Selbstverständlich sind derartige Netzwerktreffen sinnvoll und fördern den Diskurs unter den Teilnehmern. Doch bleibt die Frage, ob die recht übersichtliche Branche tatsächlich so viele Meetings verkraftet. Sicher hat jede Ausgabe ihren eigenen Charme und setzt eigene Akzente. Allerdings bietet nicht einmal die rasante Entwicklung des Internets so viele neue relevante Veränderungen, die den Beobachter keine spürbare inhaltliche Schnittmenge zwischen den Camps und Conventions erkennen lassen.

{image}Als sehr erfrischendes Element des Reeperbahn Campus erwies sich vor diesem Hintergrund der abschließende ABC-Day (Artist's Business Campus), der eine begrüßenswerte Schnittstelle zwischen Branche und Szene schuf und ganz deutlich die in den Mittelpunkt rückte, die die Grundlage dieser Veranstaltungen bilden, nämlich die Kreativen. In der Eröffnungsveranstaltung "Use Your Illusion" wurde in einer Runde von 11 Panelisten der mögliche Weg einer jungen Band ins Profilager "virtuell" beschritten. Vom Erstkontakt mit Clubs bis hin zum eigenen Management wurden die einzelnen Etappen in 105 Minuten veranschaulicht. Das Format des ABC-Day ist zweifelsohne ein Schritt in die richtige Richtung. Nicht nur weil hier der Musiker zentrale Figur des Geschehens ist, sondern weil er auch finanziell wesentlich erschwinglicher gestaltet wurde als die ersten beiden Veranstaltungstage.
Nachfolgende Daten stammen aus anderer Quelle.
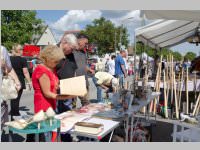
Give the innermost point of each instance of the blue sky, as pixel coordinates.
(63, 20)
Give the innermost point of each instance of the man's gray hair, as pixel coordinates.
(70, 39)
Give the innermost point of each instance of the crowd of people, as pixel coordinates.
(65, 60)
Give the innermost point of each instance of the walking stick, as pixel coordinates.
(158, 86)
(165, 97)
(155, 85)
(167, 79)
(175, 97)
(181, 87)
(196, 105)
(172, 79)
(186, 86)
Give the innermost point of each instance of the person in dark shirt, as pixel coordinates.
(66, 69)
(81, 60)
(19, 64)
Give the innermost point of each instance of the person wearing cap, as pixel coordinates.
(104, 80)
(120, 70)
(81, 61)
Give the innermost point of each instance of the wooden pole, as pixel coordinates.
(158, 85)
(186, 86)
(181, 87)
(155, 85)
(198, 110)
(178, 86)
(196, 105)
(172, 79)
(167, 79)
(165, 97)
(175, 98)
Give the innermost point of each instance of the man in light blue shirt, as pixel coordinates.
(120, 70)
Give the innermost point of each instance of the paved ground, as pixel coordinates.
(161, 131)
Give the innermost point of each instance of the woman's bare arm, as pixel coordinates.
(45, 86)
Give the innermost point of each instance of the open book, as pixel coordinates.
(73, 86)
(87, 127)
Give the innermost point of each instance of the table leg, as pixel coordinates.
(111, 136)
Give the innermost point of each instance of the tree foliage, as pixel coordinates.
(18, 26)
(190, 56)
(102, 32)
Die Kombination Festival-Campus-Arts eingebettet in die einzigartige Clublandschaft der Reeperbahn ist abschließend betrachtet eine Bereicherung für die nordeuropäische Musik- und Kreativbranche. Das kreative Umfeld bietet sicher für weitere Ausgaben noch eine Menge Potenzial. Es bleibt jedoch abzuwarten, wie sich die besagten Branchenmeetings in Köln, Berlin, Leipzig, Mannheim und Hamburg zukünftig inhaltlich positionieren, um die Schnittmengen für Fachbesucher möglichst gering zu halten.